Vol sec Ouzbékistan
Vol sec Ouzbékistan
Subdivisions
La capitale nationale, Tachkent, en plus d'être le siège de son viloyat, est également, administrativement, une ville.
Population
L'Ouzbékistan est le pays d'Asie centrale le plus peuplé (près de 26 millions d'habitants). Les Ouzbeks ethniques, peuple de langue turque, constituent officiellement près de 80 % de la population. Les russes ethniques représentent la minorité la plus importante avec 6 % (en constante diminution depuis le milieu des années 80). Les autres minorités sont constituées par les Tadjiks 5,5 %, les Kazakhs 4 %, les Tatars 4 %, les Karakalpaks 1,9 %, les Coréens 1,1 %, ainsi que les Kirghizes et les Turcs meskhètes. L'essentiel de la minorité russe vit à Tachkent et dans les autres centres industriels. Les Tadjiks sont concentrés dans les cités historiques de Boukhara et Samarcande.
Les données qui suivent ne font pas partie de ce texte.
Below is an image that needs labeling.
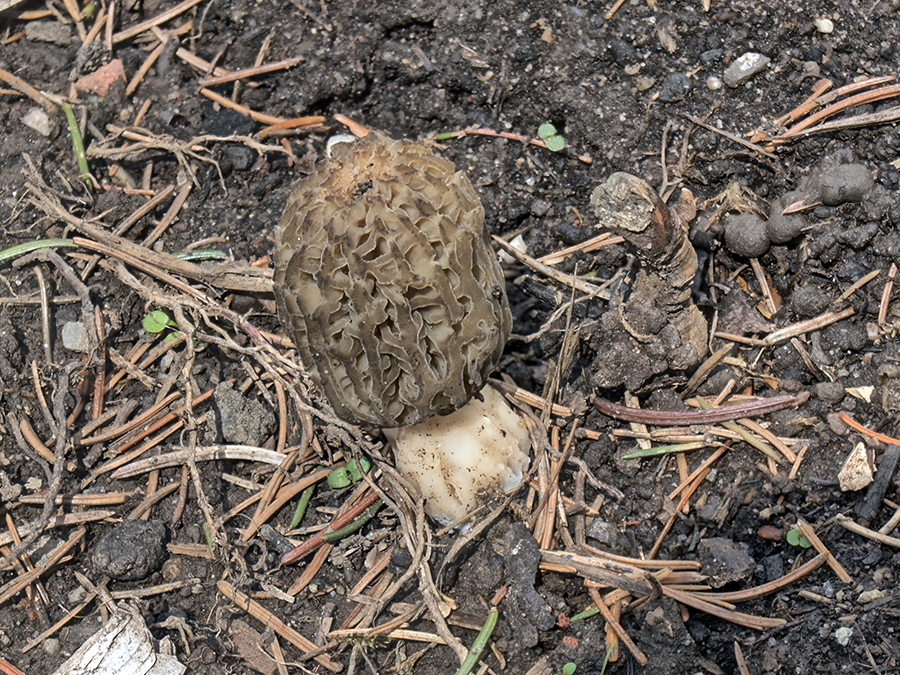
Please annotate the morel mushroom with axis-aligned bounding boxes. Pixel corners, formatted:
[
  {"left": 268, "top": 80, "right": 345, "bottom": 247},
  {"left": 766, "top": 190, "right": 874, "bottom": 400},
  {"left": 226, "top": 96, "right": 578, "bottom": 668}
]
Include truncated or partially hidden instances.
[{"left": 275, "top": 132, "right": 528, "bottom": 520}]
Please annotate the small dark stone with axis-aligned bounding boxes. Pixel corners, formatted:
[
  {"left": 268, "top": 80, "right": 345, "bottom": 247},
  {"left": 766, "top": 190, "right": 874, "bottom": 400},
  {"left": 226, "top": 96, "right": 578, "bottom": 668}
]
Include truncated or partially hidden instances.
[
  {"left": 822, "top": 321, "right": 869, "bottom": 352},
  {"left": 91, "top": 520, "right": 166, "bottom": 581},
  {"left": 609, "top": 38, "right": 640, "bottom": 66},
  {"left": 763, "top": 554, "right": 784, "bottom": 581},
  {"left": 818, "top": 164, "right": 875, "bottom": 206},
  {"left": 213, "top": 382, "right": 275, "bottom": 447},
  {"left": 813, "top": 382, "right": 844, "bottom": 404},
  {"left": 697, "top": 537, "right": 756, "bottom": 588},
  {"left": 659, "top": 73, "right": 693, "bottom": 103},
  {"left": 220, "top": 144, "right": 256, "bottom": 173},
  {"left": 725, "top": 213, "right": 769, "bottom": 258},
  {"left": 766, "top": 192, "right": 806, "bottom": 244},
  {"left": 790, "top": 286, "right": 831, "bottom": 318},
  {"left": 700, "top": 49, "right": 725, "bottom": 65},
  {"left": 530, "top": 199, "right": 551, "bottom": 218}
]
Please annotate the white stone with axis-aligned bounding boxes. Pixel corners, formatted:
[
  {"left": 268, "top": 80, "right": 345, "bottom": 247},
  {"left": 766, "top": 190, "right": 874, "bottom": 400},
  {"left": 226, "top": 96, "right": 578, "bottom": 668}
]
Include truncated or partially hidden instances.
[
  {"left": 813, "top": 18, "right": 834, "bottom": 35},
  {"left": 22, "top": 108, "right": 53, "bottom": 136}
]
Les Karakalpaks résident principalement dans la république autonome du Karakalpakistan. Cependant, divers rapports (notamment de spécialistes basés aux États-Unis et en Europe) affirment que la minorité Tadjike est beaucoup plus présente en Ouzbékistan que cela n'est officiellement admis.
La langue officielle du pays est l'ouzbek, parlée par 17 millions de personnes dans le pays (65,6 % de la population). Le russe, principalement à Tachkent et dans les grandes villes, reste une langue importante de communication. Les langues tadjike et karakalpake sont également largement utilisées localement.
La religion musulmane (de rite sunnite) est majoritaire (près de 90 % de la population) en Ouzbékistan. Les autres religions représentées sont l'orthodoxie (9 %), le judaïsme, le luthérianisme, le catholicisme et l'église baptiste. Le pays est officiellement laïc.
37% de la population ouzbek vit dans les villes, 63% à la campagne. Elle est essentiellement jeune, la population en âge de travailler représente seulement 54% du total (plus 7% de retraités).
Économie
L'Ouzbékistan est un pays agro-industriel. 38% de la population active est occupée dans l'agriculture majoritairement irriguée (cultures du coton, des fruits, des primeurs, du riz, de la luzerne, des vignes ou encore des céréales fourragères, élevage ovin et bovin et sériciculture).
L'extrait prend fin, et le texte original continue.